On a warm summer day, in about 1984, I set about helping my parents with some yard work. I wasn’t very good at it. There were a number of times that I pulled flowers and left weeds. Differentiating between the two has always been a challenge for me. But, a few days every summer my folks would cajole me into helping them. Looking back, it’s hard to understand why. Certainly, I created more work for them in the end. Never-the-less, I’d gather up a trowel and start in on what I hoped was weeding.
Like most pre-teen girls there were a thousand other things I’d have rather been doing. Swimming at my friend’s house, bike-riding, sun bathing. The thought of so many other ways to occupy my time filled my head.
Digging into the soil there was a hint of something, not quite shiny, but certainly not nature-made. My heart skipped as the shape of a ring became clear. A diamond ring? Did I just find a long-lost diamond ring worth millions of dollars? Well, no. What I did find was a ring of unknown origin. Really, it’s quite simple. But somehow, in it’s simplicity it spoke to me more. Who was the woman who donned this ring? Who gave it to her? Was she frantic when she realized it was lost? What did it symbolize for her? Hope? A future? Love? Remembrance?
So this ring, in it’s humble state, rests in my jewelry box, removed from it’s original owner, holding it’s many secrets and I will continue on as it’s caregiver and reflect on how I came to be such.
And so it goes with looking into one’s family history.
Yesterday, I did a little exploring in a nearby town and looked into my grandfather’s family on my mother’s side. I know a good deal about him, having had the opportunity to interview him a few times before he died. During one of those interviews he made a passing comment about “an uncle or something” who had committed murder and been sent to the penitentiary. Well, I hadn’t expected to hear that!
I probed as best I could to discover who this man was and why he had killed another man. But Grandpa, with a sharp memory, didn’t seem to know much. (I should probably confess at this time that I’m sort of a true-crime buff, so this information was interesting to me on a few fronts.) That interview took place a couple of years ago and I’ve done a bit of research, but without knowing the man’s name or even what state he was in, there’s only so much digging one can do.

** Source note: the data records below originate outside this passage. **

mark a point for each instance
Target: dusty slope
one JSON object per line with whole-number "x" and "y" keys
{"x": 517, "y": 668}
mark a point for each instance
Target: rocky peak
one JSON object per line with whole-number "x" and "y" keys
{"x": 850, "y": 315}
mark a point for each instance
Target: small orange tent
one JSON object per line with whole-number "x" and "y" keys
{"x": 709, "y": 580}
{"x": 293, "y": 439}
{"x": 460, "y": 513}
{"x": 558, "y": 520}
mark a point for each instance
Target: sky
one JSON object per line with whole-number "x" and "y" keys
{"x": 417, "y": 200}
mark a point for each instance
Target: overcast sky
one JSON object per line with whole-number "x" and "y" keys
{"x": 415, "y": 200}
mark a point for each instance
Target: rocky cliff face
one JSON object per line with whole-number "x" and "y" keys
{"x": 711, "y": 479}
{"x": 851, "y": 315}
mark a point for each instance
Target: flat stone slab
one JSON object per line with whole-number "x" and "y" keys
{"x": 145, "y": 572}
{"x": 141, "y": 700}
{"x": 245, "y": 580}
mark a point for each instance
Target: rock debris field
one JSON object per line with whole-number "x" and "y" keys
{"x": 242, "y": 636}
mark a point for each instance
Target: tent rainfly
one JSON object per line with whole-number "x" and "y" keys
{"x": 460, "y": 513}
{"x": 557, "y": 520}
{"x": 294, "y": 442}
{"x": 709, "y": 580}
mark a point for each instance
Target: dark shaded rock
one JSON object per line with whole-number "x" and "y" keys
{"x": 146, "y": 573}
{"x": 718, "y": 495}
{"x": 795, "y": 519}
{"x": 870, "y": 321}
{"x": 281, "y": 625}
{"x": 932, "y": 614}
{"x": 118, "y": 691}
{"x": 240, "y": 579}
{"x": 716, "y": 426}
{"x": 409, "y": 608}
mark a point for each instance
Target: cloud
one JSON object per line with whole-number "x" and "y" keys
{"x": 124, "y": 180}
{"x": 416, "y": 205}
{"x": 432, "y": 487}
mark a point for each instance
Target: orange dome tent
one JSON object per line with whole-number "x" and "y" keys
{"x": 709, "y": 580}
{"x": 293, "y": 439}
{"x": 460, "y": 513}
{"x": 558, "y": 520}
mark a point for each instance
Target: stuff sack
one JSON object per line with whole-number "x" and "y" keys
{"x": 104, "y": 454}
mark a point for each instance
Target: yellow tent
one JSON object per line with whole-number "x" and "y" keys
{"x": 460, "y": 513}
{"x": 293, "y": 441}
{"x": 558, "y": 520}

Rather by accident yesterday, as I was Googling a family name, I stumbled across a page that I had previously passed by because it didn’t appear to be relevant. But, just to be safe, I clicked on it. And, lo and behold, I was staring at correspondence about this distant relative between his lawyer and the judge and the prison warden. Suddenly, I knew his name: Peter Gabriel Barr. I knew the state: Washington.
Reading the account, there are differing stories about why Peter killed the local bartender named Charles Rasmusson on the 23rd day of June 1914 at the Harding and Hoffman Saloon. One story that Peter gave was, “I went into a saloon in Prosser, Washington and had a few drinks. I had left some money [for the] saloon keeper. I told the bartender that I wanted some whiskey and the proprietor could charge it to the account I had in his care. The bartender took offense at me in some way and he kicked and insulted me. I felt I should kill him so I bought me a gun and after letting him know I was going to kill him I shot him twice.”
Other accounts vary slightly, but in the end one thing remains. One man ended up dead and the other spent his life in prison. And one of those men is my great, great uncle.
This isn’t the kind of thing one expects to find while doing ancestral research. But families, like digging around in the dirt, can be messy. Sometimes you discover Machu Picchu and sometimes all you find is a simple ring. And maybe what you find is something that people have buried for years because of the shame attached to it.
Peter Barr was completely disowned by his family. Everything that connected him to his birth family was destroyed, as if he never existed. Several years before he died, in 1942, he was offered a pardon but refused it simply because he had no family to go back to.
So this isn’t a ‘proud family moment’ but it is a discovery and that’s why I do this work. To find the stories behind the names and dates. To see the people, as they were in the context of their families and in the context of the larger world and historical moment they occupied. There’s so much more yet to be discovered!